The economic and clinical burden of ventilator-associated pneumonia (VAP) is uncontested. In many hospitals, VAP surveillance is conducted to identify outbreaks and to monitor infection rates. Here, we discuss the concept of benchmarking in health care as modeled on industry, and we contribute personal arguments against considering the VAP rate as a potential candidate for benchmarking or for monitoring the quality of patient care. Accurate benchmarking of VAP rates currently seems to be unfeasible, because the patient case mix is often too diverse and complicated to be adjusted for, and diagnostic criteria and surveillance protocols vary. Thus, the risk of drawing inaccurate comparisons is high. In contrast, some risk factors for VAP are modifiable and can be monitored and used as quality indicators. Process-oriented surveillance permits bypass of case-mix and diagnostic constraints.
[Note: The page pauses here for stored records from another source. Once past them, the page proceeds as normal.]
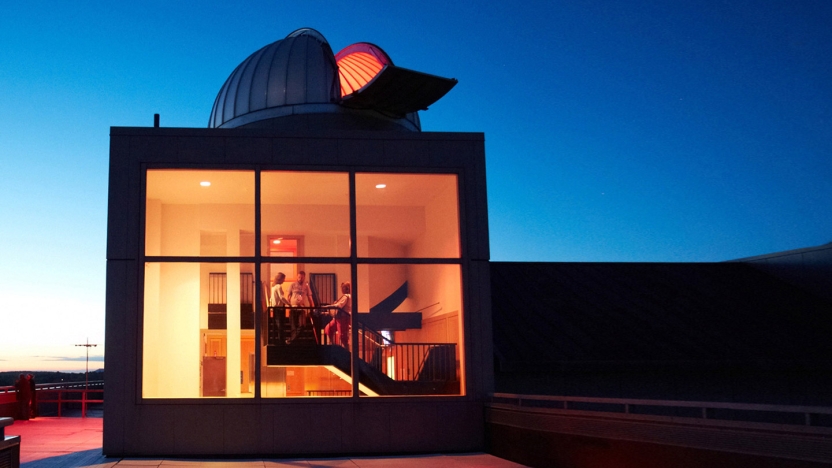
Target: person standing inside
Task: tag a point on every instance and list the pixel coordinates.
(24, 397)
(299, 296)
(278, 302)
(341, 310)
A well-defined interhospital surveillance system is necessary to prove that interventions on procedures do really lead to a reduction of VAP rates.
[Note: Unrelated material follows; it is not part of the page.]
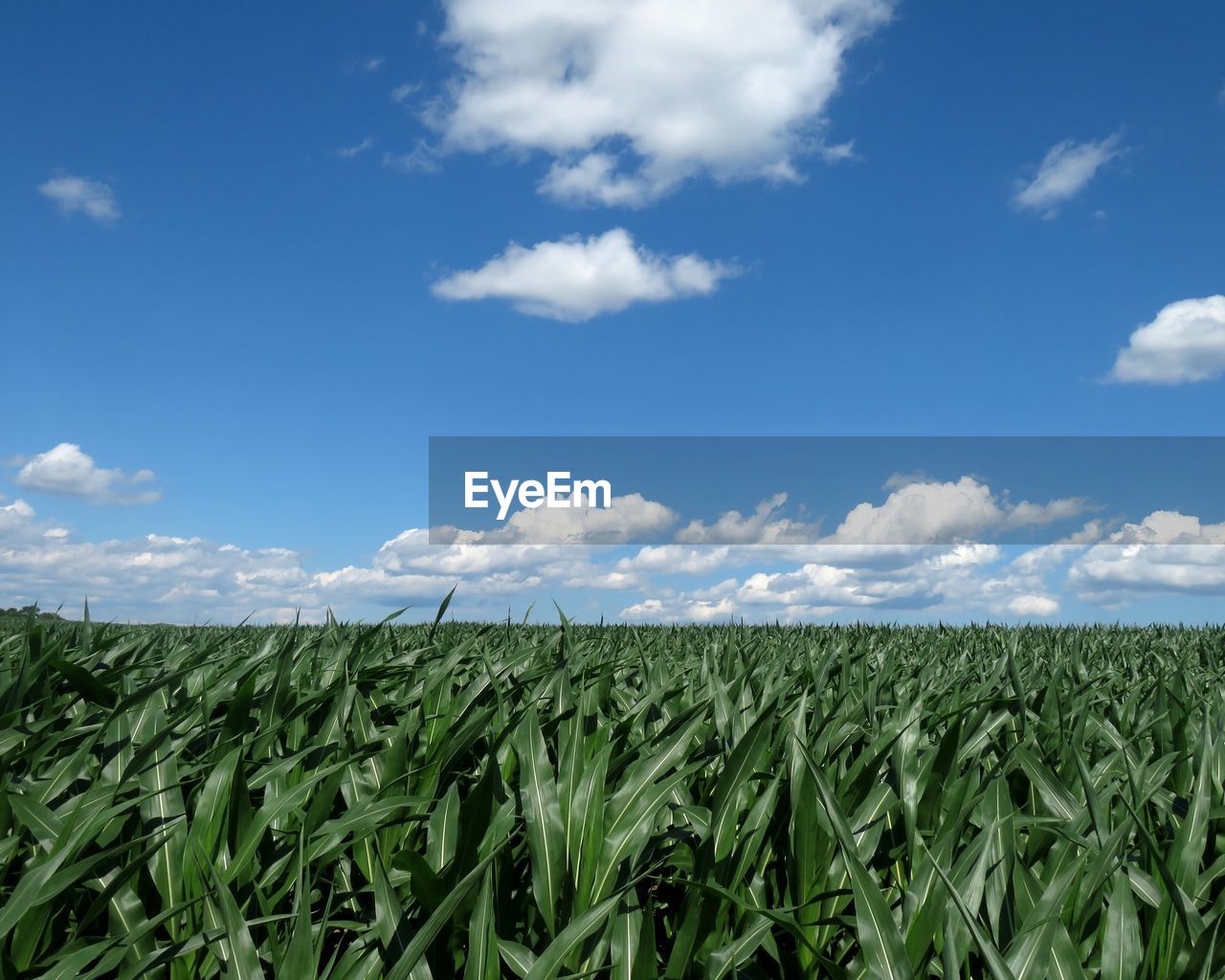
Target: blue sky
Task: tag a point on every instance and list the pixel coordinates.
(202, 283)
Nosocomial infections are common complications of a hospital stay [1]. Of these, ventilator-associated pneumonia (VAP) represents 5%– 18% of all infections [2, 3]. In a study involving 198 intensive care units (ICUs), the lung was the most common site of infection (68%) among patients with sepsis [4]. Overall, reported mortality rates for VAP have a range of 24%– 50% and can reach 76% in specific settings [5]. Although there are pub-lications reporting no attributable mortality to VAP [5, 6], most authors believe that it contributes to 7%– 30% of additional mortality [7– 9]. An additional 4– 32 ventilator-days are ascribed to VAP [9, 10], and estimated attributable costs for 1 episode of VAP are reported to be as high as US $10,000 [11], US $16,000 [9], or even more [12].
At least 30% of all nosocomial infections are believed to be preventable [13]. Lowering the incidence of VAP would be an important quality improvement for patient safety. In a society where consumers consult restaurant ratings before making dinner reservations, the drive for “hospital ratings” is already palpable, and hospital leaders are more interested than ever in improving quality of care and in lowering costs [14]. In the United States, the Joint Commission [15] ratings propose specific patient safety targets before awarding accreditation, and this culture is already traveling overseas, with the establishment of the Joint Commission International Hospital Accreditation Process.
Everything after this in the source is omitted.